Wenn man also von unserm Dorf ins Walserthal geht, gelangt man zuerst auf die wiesengrüne Wasserscheide Faschina, und dann senkt sich der Pfad abwärts in den Wald, unter dessen Schatten Fontanella liegt – wieder einer jener vielen vorarlbergischen Curorte, aber einer der unbedeutendsten, da er sich kaum auf ein Duzend Badegäste einlassen kann. Die Saison war verstrichen, und von den wenigen Besuchern nur eine rothrockige Walserin übergeblieben, die auch bald heimzuziehen gedachte. Im Herrenstübchen dagegen war heute eine zahlreiche Zusammenkunft von Pfarrern und Curaten der Umgegend, aus deren Gesprächen sich manche Aufklärung über Art und Sitte der Walser schöpfen ließ. Die Annahme daß sie aus dem Wallis gekommen, hat hier allenthalben die Zustimmung der Studirten erhalten, auch schon mehrere zu Untersuchungen angeregt, und ein aus dem kleinen Walserthal gebürtiger Caplan von Lautrach soll eigens an die Quellen der Rhone gereist seyn, um dort in den früheren Sitzen seiner Landsleute Forschungen anzustellen. Wir hoffen daß das Ergebniß alle Zweifel beseitigen werde, und auch im ungünstigsten Fall scheint sein Loos beneidenswerther als das Cörösi Csoma’s, des Ungars, der seinem historischen Triebe bis nach Tibet folgte, um auch dort nach den Ursitzen der Magyaren vergeblich zu fragen. *)

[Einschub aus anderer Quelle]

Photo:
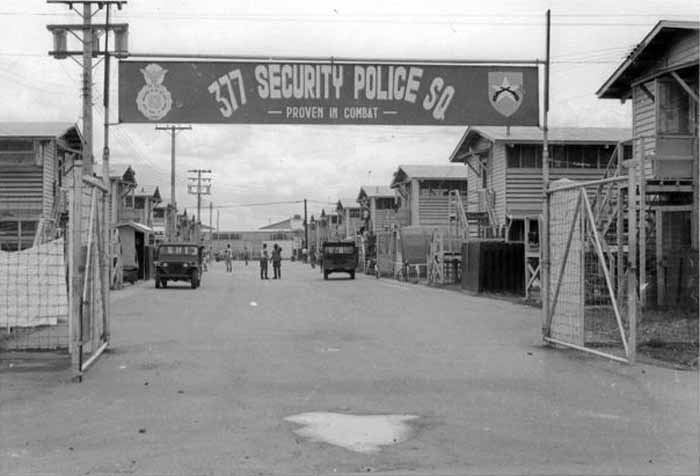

Bei Fontanella öffnet sich zu beiden Seiten das Walserthal. Links geht’s an dem Bach hinauf nach Buchboden und in die innern Schluchten des Gebiets, wo zwischen mächtigen Jöchern das vielbesuchte Bad von Rothenbrunnen liegt; zur rechten Hand führt ein Sträßchen hinaus in das Wallgau bei Bludenz und in die rebenreichen Gelände an der Ill. Auf
*) Vergl. übrigens Bergmann a. a. O. S. 63.